弟神も兄の幸ち(「ち」は釣りのつくりのほうが句になった漢字)を持ち、海に行って釣りをされましたが全く釣れず、しかも釣り針を失ってしまいました。
そうして弟神は悩んで自分の刀で釣り針を沢山作り、兄神に渡されました。
しかし兄神は、「やはり自分の釣り針が欲しい」と受け取らず、
弟神はどこを探せばよいか分からずただ憂いさまよい、海辺でたたずみ嘆いておられると、
一人の老人が突然やってきました。
老人は塩土老翁(しおつつのおじ)と名乗り、
「あなたはどなたですか。どうしてここで悩んでおられるのですか?」とお尋ねしたので、弟神の彦火火出見尊は詳しく事情を話されました。

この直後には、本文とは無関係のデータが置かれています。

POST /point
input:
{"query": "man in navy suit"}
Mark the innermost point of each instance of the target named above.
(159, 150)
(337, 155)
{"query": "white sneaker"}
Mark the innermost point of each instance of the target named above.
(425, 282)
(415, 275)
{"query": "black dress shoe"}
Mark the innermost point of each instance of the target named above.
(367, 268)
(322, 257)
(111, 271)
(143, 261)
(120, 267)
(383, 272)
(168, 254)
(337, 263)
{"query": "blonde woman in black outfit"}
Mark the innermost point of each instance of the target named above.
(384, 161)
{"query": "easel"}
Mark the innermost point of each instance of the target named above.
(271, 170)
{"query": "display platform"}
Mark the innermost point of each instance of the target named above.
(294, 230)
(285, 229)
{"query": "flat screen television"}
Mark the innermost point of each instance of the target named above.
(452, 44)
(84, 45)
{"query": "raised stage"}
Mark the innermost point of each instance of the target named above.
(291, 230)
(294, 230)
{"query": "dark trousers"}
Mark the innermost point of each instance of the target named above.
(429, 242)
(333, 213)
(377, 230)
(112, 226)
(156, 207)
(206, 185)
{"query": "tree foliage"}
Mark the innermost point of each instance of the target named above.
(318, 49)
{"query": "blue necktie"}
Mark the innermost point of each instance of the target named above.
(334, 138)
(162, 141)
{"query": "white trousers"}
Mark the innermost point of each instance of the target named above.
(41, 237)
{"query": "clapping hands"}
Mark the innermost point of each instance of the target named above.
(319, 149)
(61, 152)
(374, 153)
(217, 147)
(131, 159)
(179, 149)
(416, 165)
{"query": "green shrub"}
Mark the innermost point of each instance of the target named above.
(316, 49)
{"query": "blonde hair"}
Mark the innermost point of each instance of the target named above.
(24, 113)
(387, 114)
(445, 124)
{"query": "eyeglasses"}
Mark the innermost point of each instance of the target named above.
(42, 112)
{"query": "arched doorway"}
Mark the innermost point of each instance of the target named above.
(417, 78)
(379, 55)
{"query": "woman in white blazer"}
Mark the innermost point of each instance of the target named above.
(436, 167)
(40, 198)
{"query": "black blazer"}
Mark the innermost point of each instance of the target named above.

老翁は、袋の中の黒い櫛を取り出し、地面に投げると竹林になったので、その竹で目の粗い大目あら籠(おおまあらこ)を作り、彦火火出見尊をその中に入れて海に投げました。
或いは、無目堅間(まなしかたま)で舟を作り細い縄で彦火火出見尊を結び付けて沈めたとも言われています。かたまとは今でいう竹かごのことです。
すると、海の底には美しい小浜があり、浜に沿って進まれるとすぐに海神(わたつみ)の豊玉彦の宮に着かれました。
その宮は大きく美しい城門があり、楼閣も立派で麗しく門の外には井戸があり、そのそばに桂の木がありました。